>
>And the US comes 15th on this list. How many league tables do they have
>in this report? And does one of us care enough to read the actual report
>and report back to the list?
I think this has been addressed but I wanted to make some points clear in case anyone is confused.
WHO evaluated health systems and found that Japan is number one in "health level" as measured by disability adjusted life expectancy. There are many problems with this but the most problematic are:
1) that health care systems play only a small role in determining health outcomes (social, physical, and economic environments and other things determine health outcomes). 2) disability adjusted life expectancy is a controversial way of evaluating people. WHO discounts for all physical and cognitive disabilities (there lives are only a "fraction" of a non-disabled life). Unfortunately, I will need to look at the technical report for the details and to find out just how fractional being variously abled is.
They also looked at health expenditure. United States is number 1 here.
Then they looked at health system effectiveness (what they call "overall health system performance") which attempted to look at health outcomes related to their health production frontier (given by health expenditures). This is where France ended 1. (This is the list that Doug posted).
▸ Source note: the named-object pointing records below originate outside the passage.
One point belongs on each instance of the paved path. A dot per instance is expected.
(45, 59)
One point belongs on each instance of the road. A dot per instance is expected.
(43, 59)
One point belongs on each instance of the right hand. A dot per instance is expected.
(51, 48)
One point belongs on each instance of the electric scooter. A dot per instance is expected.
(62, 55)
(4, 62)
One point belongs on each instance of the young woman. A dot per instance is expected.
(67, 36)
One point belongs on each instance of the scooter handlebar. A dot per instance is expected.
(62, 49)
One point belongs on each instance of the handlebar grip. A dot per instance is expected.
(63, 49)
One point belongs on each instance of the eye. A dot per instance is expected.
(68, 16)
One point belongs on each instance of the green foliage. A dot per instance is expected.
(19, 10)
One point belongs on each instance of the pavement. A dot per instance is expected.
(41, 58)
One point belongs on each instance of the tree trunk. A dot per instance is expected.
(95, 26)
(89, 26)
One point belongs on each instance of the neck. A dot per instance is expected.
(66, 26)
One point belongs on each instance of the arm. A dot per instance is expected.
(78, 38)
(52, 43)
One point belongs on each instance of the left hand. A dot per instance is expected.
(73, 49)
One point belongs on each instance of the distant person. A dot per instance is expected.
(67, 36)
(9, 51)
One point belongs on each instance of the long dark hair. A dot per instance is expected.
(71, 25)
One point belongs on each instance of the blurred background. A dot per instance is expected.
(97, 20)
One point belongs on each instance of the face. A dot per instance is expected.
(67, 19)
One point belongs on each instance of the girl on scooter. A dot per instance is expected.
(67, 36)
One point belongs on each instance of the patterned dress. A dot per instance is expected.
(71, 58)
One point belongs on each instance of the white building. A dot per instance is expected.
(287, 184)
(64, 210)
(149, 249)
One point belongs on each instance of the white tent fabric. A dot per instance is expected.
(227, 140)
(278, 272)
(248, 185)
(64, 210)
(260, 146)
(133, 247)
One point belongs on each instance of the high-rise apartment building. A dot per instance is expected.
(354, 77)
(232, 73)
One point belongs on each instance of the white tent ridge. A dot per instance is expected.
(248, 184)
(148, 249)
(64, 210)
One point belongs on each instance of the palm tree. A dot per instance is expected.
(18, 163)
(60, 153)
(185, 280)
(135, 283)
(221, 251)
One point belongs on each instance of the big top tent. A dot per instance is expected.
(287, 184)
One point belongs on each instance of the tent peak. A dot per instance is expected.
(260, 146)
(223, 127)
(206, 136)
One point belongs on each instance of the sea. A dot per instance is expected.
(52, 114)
There are other related rankings (United States is 1 in responsiveness but "responsiveness" is measured by asking for people's subjective impression of their health system--so the US is number 1 in "feeling number 1". They have measures of the distribution of health outcomes and the distribution of health finance. Chile is 1 in disability adjusted life expectancy distribution and Columbia is 1 in health care financing fairness (United States is 55th in financing fairness).
All the rankings are at the WHO website (http://www.who.int/whr/)
Peace,
Jim "If you are not a myth, whose reality are you?"